Inclosed you have the proposal I mentioned, together with a preceding one which it did not occurr to me to mention. What also did not occurr to me, was that Mr Dundas has been long in possession of a copy of the book you were kind enough to mention to him.2 He took notice, I think, to you of his having seen that or the proposal. Of the latter however I think I told you of his having pg 371bestowed some testimony of general approbation, upon Mr Rose's making him hear of it. This, combined with other instances of apparently studied silence, and with the intelligence given by the enemy of a connection betwixt him and Duncan Campbell (I know not whether upon any grounds) confirms one's apprehension of the consequence of the video meliore proboque. If this be the danger, the more they hear of this business from respectable people of different descriptions, the more difficult they may find it to indolence or private affection or interest to the prejudice of public interest. The mention you so kindly made of it and intend making of it promises therefore, besides being so honourable to the projector, to be of real use to the project. Next to adopting it, the greatest favour they could do me would be to reject it: they would then leave my brother at liberty to go to one country where he is pressingly summoned, and me to another where I am invited by the Department of Paris to do what I am solliciting to do here. /In some opinions it will reflect no great credit on the Ministry/ It is for the Ministry to judge how far it will be for their credit, that /if/ a man with such a proposal in his hand should after so many years hard labour and a year and a half's patience be driven into a foreign country by the inability of getting a hearing in his own. As for tumults I neither court them nor fear them—Believe me, most thankfully, Ever yours

Jeremy Bentham.          

P.S. Since I wrote the above which I kept till I could rummage out an old unpublished pamphlet which courts the honour of your acceptance I received a letter from Mr Rose3 in which he says 'I have had several conversations with Mr Dundas respecting your plans for Penitentiary Houses, and he will speak to you on the subject himself at the earliest opportunity'

I shall be happy to shew you the model whenever it suits you to drop in upon me.
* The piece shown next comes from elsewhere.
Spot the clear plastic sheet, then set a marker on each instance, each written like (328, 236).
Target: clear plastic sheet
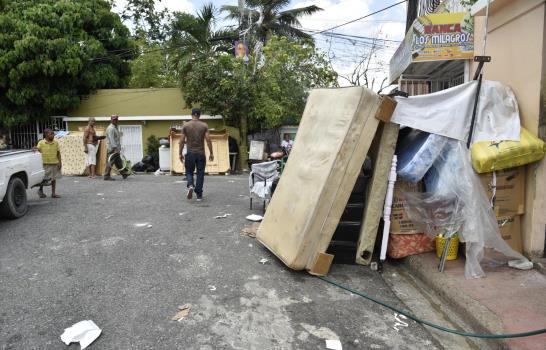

Did Sr C Bunbury tell you as he told me of a conversation between him and Mr Campbell in which Mr Campbell began with I am sorry Sir Chs that you should be so much my enemy etc. while [?] not conceiving that Sr Ch. could have any other view in the matter that setting up a hungry jailor in the room of an over-grown one. This was viewing the matter in the good plain mercantile point of view. Should Mr Dundas view it through the same pg 372medium, which I hope he will not, I trust at least that will not be the case with Mr Pitt.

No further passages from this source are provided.